I like the case and the NVMe 2TB is fine, that liquid cooler is not something I would have but I dont overclock so liquid cooling is an unnessary cost for me.

an eye watering £254.99 for 32GB DDR5 RAM .... ouch !! Switch to DDR4 and get a cheaper motherboard and PSU you will be £250 better off

looks like this what some one would list if cost was no object - could cut hundred off that and get the same gaming performance.
 

martimu

Well-known Member
Yeah a lot of things on that list are way more money and level specific use than it needs to be really - £260 for a motherboard wow, never spent that much on one ever. 1000 watt PSU thats a lot of power.

I like the case and the NVMe 2TB is fine, that liquid cooler is not something I would have but I dont overclock so liquid cooling is an unnessary cost for me.

an eye watering £254.99 for 32GB DDR5 RAM .... ouch !! Switch to DDR4 and get a cheaper motherboard and PSU you will be £250 better off

looks like this what some one would list if cost was no object - could cut hundred off that and get the same gaming performance.
Not a cost no object but as I was fortunate to get the graphics card for £2.49 I have a bit of flex on the other parts.

I'm trying to spec something that from my POV doesn't need changing for 6-7 years which will get my lad through uni. He's been saving up for a long time and I'll stick a chunk in towards it too, with family putting in a bit as a Christmas pressie.
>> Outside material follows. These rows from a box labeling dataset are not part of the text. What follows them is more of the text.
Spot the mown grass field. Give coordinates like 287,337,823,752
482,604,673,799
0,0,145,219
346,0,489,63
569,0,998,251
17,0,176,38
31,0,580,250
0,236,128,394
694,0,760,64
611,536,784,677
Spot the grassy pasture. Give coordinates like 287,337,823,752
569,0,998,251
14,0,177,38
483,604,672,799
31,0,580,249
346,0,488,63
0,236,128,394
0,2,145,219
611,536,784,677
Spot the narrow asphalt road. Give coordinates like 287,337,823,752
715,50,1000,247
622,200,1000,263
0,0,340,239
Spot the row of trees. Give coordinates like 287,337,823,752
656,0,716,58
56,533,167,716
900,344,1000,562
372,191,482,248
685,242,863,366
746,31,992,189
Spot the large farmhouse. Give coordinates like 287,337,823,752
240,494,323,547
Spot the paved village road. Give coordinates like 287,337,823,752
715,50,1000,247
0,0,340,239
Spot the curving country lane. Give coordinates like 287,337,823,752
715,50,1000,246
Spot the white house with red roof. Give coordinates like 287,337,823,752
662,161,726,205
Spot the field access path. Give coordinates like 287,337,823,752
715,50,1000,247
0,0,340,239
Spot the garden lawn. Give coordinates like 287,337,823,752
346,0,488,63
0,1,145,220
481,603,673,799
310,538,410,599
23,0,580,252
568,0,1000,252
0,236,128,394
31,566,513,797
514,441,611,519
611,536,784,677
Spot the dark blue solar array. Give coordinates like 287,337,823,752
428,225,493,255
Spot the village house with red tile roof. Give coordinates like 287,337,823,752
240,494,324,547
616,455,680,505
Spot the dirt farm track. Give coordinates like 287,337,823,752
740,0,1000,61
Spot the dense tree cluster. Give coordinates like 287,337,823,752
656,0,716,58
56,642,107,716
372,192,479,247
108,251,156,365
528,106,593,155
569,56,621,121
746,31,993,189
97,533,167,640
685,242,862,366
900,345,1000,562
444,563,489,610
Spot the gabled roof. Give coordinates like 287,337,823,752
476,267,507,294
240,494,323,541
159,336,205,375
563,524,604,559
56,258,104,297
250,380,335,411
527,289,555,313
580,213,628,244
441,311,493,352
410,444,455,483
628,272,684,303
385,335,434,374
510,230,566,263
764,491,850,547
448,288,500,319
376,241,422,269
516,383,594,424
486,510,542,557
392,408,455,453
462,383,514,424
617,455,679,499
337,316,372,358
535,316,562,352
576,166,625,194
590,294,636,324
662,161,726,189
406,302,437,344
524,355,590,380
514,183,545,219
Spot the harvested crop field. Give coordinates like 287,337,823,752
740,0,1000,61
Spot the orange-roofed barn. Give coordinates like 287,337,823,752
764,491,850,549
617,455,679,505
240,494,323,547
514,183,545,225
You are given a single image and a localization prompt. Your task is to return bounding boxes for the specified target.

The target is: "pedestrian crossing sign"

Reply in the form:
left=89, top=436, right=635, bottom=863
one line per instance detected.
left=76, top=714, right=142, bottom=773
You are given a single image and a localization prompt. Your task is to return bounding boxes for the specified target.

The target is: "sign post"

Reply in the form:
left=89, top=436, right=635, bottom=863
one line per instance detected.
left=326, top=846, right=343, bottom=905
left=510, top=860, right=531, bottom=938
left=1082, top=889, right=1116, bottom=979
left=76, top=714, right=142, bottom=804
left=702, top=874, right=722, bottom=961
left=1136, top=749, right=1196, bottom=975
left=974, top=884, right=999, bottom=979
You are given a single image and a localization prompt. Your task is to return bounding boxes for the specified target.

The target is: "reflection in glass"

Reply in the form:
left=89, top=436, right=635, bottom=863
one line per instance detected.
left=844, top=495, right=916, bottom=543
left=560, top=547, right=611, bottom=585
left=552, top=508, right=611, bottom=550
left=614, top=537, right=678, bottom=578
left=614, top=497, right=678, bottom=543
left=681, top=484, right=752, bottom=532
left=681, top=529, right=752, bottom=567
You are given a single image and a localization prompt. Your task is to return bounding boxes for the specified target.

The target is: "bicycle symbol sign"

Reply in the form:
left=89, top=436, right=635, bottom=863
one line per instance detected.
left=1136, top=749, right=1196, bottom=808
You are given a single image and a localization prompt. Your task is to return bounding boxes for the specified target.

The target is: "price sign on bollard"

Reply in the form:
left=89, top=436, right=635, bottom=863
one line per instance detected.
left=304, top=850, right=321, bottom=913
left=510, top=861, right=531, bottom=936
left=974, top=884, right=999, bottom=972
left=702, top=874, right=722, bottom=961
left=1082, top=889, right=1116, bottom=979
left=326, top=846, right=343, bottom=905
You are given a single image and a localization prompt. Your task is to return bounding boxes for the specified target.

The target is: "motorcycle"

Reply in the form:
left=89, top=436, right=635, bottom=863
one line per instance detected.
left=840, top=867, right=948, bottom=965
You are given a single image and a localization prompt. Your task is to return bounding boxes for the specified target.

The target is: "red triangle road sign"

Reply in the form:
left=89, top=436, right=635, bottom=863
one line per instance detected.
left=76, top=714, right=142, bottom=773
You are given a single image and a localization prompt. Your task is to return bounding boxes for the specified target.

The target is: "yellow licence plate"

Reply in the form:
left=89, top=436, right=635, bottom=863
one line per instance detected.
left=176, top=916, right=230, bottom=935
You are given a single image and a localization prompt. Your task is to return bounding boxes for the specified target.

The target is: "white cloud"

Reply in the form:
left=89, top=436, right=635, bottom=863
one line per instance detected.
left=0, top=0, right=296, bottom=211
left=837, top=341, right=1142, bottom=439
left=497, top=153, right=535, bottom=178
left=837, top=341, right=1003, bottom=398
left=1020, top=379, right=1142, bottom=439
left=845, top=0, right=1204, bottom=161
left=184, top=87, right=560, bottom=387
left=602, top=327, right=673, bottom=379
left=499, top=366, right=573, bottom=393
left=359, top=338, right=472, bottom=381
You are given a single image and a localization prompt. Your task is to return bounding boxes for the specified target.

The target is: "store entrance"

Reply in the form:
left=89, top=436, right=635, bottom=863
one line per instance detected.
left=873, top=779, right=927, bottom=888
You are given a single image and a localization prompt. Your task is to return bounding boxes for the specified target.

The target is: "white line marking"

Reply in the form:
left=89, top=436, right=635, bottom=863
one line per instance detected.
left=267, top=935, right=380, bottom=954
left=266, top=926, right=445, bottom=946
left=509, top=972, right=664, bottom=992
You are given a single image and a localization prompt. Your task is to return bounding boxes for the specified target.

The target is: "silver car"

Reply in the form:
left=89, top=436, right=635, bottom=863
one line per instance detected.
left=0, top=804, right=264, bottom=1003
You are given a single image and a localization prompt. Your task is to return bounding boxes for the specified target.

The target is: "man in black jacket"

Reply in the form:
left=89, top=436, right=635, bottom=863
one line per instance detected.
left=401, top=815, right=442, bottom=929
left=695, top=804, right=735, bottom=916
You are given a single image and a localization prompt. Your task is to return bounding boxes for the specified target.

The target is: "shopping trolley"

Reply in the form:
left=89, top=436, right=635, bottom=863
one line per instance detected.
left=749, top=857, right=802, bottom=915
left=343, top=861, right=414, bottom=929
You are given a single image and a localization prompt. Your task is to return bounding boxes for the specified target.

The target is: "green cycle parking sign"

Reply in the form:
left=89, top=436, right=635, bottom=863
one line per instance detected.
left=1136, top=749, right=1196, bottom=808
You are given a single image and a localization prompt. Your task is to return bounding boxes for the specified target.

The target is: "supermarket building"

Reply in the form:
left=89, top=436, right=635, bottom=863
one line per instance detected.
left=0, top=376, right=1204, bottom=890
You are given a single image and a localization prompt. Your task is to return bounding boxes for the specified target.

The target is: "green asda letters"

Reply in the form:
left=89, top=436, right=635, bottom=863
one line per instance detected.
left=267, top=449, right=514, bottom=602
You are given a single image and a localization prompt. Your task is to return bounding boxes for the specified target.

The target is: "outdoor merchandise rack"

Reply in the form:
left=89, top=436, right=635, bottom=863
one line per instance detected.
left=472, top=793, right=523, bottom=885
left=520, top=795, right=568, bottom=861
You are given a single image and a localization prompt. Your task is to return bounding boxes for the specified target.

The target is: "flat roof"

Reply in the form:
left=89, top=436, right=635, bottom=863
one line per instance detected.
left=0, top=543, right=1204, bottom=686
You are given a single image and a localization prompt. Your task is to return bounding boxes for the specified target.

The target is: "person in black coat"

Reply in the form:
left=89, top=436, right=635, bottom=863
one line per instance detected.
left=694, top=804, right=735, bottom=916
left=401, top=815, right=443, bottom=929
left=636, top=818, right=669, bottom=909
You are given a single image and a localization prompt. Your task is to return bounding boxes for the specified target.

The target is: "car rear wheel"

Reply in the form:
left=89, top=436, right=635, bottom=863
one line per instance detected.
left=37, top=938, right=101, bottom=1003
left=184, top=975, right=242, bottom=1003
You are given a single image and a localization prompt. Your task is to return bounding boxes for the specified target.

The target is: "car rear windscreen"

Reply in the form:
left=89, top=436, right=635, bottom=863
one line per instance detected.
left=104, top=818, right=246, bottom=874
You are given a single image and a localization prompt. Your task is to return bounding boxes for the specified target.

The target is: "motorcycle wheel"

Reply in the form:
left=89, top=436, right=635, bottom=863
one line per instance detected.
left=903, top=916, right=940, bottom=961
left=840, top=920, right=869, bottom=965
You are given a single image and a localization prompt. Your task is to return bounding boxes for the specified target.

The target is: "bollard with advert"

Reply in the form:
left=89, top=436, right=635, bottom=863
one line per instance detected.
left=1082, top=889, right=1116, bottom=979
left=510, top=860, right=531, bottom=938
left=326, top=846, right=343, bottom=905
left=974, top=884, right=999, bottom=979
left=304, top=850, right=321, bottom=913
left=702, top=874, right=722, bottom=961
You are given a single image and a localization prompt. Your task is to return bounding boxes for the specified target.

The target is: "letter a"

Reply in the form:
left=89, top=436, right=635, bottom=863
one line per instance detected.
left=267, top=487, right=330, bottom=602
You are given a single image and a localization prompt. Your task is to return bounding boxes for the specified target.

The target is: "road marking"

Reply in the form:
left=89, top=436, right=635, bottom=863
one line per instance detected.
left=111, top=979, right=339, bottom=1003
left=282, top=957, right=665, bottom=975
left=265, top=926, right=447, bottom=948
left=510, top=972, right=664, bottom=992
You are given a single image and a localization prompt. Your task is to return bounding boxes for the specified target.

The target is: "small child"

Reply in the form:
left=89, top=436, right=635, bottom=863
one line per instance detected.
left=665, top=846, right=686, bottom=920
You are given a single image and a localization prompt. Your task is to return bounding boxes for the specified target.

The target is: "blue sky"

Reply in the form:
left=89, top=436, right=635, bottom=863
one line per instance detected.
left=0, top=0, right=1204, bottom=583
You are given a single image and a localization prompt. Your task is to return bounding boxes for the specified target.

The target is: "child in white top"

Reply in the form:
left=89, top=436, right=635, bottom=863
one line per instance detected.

There's an element of him wanting it to look good too (14 years old he wants the nice lights lol)
I need it to do other things, not just the gaming. It's effectively going to be the home PC relegating my work one as we don't have space for two pc's so it needs to function for that as well ( which I'm sure most of these things romp through the standard PC stuff)

Note I've not done this before, he's learning so after this any changes will be up to him!